Time Frame Synchronization

  • Master Time Frame: OpenGLWidget holds a reference to the master time frame used for X-axis coordinates
  • Time Frame Conversion: Series with different time frames are converted to master time for display
  • Cross-Rate Compatibility: Simultaneous visualization of data at different sampling rates (e.g., 30 kHz electrophysiology with 500 Hz video)
  • Range Query Optimization: Data range queries use each series’ native time frame for efficient rendering

Handling Grouped Data

Groups of signals collected simultaneously (e.g., 32 channels from a silicon probe) share scaling properties and spacing by default, while individual channels can be adjusted independently. Dead channels can be hidden per-channel.

Channel arrangement can be customized via spike sorter configuration, which reorders channels based on physical electrode positions rather than numerical channel order. The SpikeSorterConfigLoader reads position data and the LayoutEngine applies custom ordering.

Interaction System

Interaction Modes

The DataViewerInteractionManager implements a state machine with four modes:

Mode Behavior
Normal Pan, select entities, hover tooltips
CreateInterval Click-drag to create a new digital interval
ModifyInterval Edge-drag to resize an existing interval
CreateLine Click-drag to draw a selection line

Switching modes cancels any active interaction. Completed interactions emit interactionCompleted with DataCoordinates containing all information needed to update the DataManager.

Entity Selection

DataViewerSelectionManager provides multi-select support (Ctrl+click).
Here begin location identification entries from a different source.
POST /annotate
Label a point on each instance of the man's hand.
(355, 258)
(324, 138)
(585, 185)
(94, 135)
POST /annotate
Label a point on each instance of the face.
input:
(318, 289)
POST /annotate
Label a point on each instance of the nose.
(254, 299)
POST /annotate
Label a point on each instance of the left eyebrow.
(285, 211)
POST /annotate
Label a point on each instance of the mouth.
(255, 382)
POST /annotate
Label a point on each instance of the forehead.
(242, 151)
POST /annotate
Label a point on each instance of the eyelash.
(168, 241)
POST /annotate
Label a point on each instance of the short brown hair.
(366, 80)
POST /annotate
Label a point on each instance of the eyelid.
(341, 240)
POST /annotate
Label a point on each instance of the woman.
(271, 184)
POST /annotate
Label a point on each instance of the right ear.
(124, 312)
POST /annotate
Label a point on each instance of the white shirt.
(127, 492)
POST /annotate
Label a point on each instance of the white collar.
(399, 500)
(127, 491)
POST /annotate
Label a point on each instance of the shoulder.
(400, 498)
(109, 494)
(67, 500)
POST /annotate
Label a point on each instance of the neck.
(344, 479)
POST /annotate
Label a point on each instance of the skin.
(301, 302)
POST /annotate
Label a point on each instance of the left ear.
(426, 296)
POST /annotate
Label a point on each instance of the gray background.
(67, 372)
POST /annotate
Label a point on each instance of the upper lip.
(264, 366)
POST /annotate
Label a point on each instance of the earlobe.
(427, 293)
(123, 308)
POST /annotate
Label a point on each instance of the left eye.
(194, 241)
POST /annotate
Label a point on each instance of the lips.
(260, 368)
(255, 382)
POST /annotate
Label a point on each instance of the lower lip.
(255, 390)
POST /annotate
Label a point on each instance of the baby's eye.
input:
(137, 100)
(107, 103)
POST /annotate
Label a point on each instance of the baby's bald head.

Selection state is tracked via EntityId and emits selectionChanged signals.

Coordinate Conversions

DataViewerCoordinates provides a unified interface for converting between:

  • Canvas coordinates (pixels, origin at top-left)
  • World coordinates (normalized space used by scene/layout)
  • Time coordinates (data time values)
  • Data values (analog series values via inverse transform)

Interactive Interval Editing

The widget supports editing digital interval series through mouse-based dragging:

  • Click-to-Select: Click on intervals to select them; selected intervals get enhanced borders
  • Edge Dragging: Hover near boundaries (within 10px) shows resize cursor; drag to modify start/end times
  • Real-time Preview: Original position shown dimmed alongside new position during drag
  • Collision Prevention: Automatic constraints prevent overlap with neighboring intervals
  • Multi-Timeframe: Mouse coordinates in master time frame are automatically converted to the series’ native time frame; boundary constraints are enforced in native time frame for accuracy
  • Cancel: ESC key restores original boundaries

Event Viewer Features

The EventViewer_Widget provides display mode controls:

  1. Stacked Mode (Default): Each event series gets a horizontal lane with configurable spacing and height; auto-calculated when groups are loaded
  2. Full Canvas Mode: Events stretch top-to-bottom

Auto-spacing uses 80% of canvas height with 60% of spacing allocated to event height to prevent overlap.

Performance

Analog Vertex Cache

The AnalogVertexCache provides a ring buffer-based caching strategy for scrolling analog time series. Instead of regenerating all vertices each frame, it maintains a cache and only generates new edge data:

  • Without cache: ~1.3ms to regenerate all vertices (100K visible points)
  • With cache: ~10–50µs for incremental updates (26–130x faster)

This is critical for smooth scrolling with dense electrophysiology data.

SVG Export

The SVGExporter generates publication-quality SVG output from the current view by building the same RenderableScene used for OpenGL rendering. It uses a fixed 1920×1080 canvas with viewBox for clean scaling, and preserves all visual styles (colors, transparency, line thickness).